20 Judgement: Judgement in a reading highlights the importance of employing good judgment, with a broad perspective, fairness, and objectivity. It may be time to look at your relationship with judgment itself. All of this serves as a path to rebirth or awakening, so you can emerge transformed. You may be ready to follow a new calling.
21 The World: Your hard work has paid off! When The World appears for you, you have reached the end of a cycle, which inherently means you are starting a new one. And this new cycle is the understanding and experience that it’s all one. All cards of the Tarot culminate in The World. It is the totality of everything; wholeness. You are unlimited in your ability to share your gifts with the world, travel, and fully participate in the cosmic dance.

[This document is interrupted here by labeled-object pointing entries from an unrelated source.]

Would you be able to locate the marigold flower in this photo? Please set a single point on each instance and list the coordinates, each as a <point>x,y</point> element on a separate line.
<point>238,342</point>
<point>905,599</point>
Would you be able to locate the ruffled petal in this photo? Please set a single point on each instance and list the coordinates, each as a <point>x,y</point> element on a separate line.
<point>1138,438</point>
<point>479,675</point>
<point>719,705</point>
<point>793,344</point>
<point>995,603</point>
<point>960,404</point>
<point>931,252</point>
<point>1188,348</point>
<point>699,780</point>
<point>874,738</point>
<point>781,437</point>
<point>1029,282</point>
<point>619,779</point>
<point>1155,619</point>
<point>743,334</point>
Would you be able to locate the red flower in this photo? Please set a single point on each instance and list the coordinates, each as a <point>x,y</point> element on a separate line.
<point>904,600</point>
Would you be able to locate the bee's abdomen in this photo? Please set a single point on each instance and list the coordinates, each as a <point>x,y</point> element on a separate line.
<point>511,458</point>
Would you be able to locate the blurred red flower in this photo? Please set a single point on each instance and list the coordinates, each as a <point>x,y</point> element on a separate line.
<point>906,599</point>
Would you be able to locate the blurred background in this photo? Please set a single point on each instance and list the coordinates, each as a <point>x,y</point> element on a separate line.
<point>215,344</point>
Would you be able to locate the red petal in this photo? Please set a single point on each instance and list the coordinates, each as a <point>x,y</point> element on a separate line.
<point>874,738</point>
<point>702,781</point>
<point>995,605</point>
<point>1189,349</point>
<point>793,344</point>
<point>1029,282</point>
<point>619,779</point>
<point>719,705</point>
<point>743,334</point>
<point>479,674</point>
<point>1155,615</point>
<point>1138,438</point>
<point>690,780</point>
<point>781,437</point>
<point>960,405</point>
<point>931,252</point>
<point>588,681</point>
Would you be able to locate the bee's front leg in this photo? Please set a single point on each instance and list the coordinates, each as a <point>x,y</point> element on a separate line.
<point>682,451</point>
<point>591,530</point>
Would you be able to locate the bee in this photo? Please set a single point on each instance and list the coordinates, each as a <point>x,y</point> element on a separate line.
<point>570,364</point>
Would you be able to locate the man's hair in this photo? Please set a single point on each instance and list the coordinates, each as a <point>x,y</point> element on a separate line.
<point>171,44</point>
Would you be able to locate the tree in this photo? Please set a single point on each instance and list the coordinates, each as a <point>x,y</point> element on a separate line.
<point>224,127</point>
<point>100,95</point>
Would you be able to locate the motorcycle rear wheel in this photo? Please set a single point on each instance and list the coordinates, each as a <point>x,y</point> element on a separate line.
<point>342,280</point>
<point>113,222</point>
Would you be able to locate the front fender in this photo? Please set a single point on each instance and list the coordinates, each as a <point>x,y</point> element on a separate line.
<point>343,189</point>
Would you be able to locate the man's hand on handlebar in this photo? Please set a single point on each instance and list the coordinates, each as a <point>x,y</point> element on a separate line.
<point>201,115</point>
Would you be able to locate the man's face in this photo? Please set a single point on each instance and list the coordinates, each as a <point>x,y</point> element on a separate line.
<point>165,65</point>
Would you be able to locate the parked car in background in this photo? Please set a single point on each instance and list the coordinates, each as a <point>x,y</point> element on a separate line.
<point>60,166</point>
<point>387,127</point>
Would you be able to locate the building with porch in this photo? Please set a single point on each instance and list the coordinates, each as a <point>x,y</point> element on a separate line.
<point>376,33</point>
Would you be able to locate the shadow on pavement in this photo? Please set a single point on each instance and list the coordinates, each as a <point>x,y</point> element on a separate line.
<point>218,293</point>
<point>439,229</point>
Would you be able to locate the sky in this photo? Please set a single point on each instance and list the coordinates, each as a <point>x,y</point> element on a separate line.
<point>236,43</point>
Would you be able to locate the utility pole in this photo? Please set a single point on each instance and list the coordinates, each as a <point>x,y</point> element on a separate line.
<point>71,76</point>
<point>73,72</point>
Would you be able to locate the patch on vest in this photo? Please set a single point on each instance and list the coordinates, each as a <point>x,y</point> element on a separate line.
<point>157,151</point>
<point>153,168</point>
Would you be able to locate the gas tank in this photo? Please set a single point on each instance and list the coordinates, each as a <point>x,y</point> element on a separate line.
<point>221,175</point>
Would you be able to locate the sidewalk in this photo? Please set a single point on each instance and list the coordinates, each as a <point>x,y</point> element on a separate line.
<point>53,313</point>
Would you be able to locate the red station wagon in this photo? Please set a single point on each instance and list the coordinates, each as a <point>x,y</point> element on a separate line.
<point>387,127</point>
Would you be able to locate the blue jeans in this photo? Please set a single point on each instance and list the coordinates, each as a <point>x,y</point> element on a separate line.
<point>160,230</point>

Reversed Tarot Card Meanings
Tarot cards generally depict the corresponding illustrations as a single image in an upright position – rather than the common playing cards that display a dual image facing both right-side-up, and upside-down. As such, when the cards are collected from a prior reading, shuffled, or moved about, some of them are bound to get turned around.
So what happens when one of the cards in your Tarot reading is placed upside-down? The reversed Tarot card can be interpreted to hold various meanings. Many believe this simply means that the significance of the card is present in your life, but its powers are weakened or blocked by something. Others believe this to mean you are unwilling to work with the energy that this card signifies. And yet others interpret a reversed Tarot card to mean that the opposite or inverse of that card’s significance is present. Some decks (such as the classic Rider-Waite) provide you with an official “reversed” meaning along with the main divinatory significance of each card. When learning the Tarot, it’s advisable to stick with right-side-up interpretation, simply turning the card around if it falls upside-down, at least in the beginning. Many people omit the potential confusion of reversed cards by turning them all right-side-up and exploring the full spectrum of energy at play, including both shadow and light expressions.
Which is the Best Tarot Deck?
There is no “best” Tarot deck. The Rider-Waite is one of the oldest and most widely used decks, with original artwork dating back to the early 1900s. However, hundreds of decks with various themes have been created since then. You can find everything from fiction-based decks like Lord of the Rings, Alice in Wonderland, and My Little Pony, to other themes like Kamasutra, Steampunk, Hollywood, and even Gummy Bears (there’s really something for everyone). More universally relevant decks include The Crowley Thoth Tarot, The Golden Tarot, The Hermetic Tarot, The Wildwood Tarot, and many more.
In choosing a deck, let your intuition guide you to whatever theme and imagery resonate with your soul and journey.
Types of Tarot Spreads
There are several types of Tarot spreads. Perhaps the most classic is an eleven-card layout called The Celtic Cross (11 cards including the Significator). There is also a Tree of Life spread, a Planetary spread, the Tetraktys spread, and the Pentagram spread, among many, many others.
Some readers like to do simpler, smaller spreads using only three cards. A three-card spread can have many interpretations in and of itself, such as Past-Present-Future, Mind-Body-Spirit, or Situation-Action-Outcome. The variation of three-card spreads is virtually endless.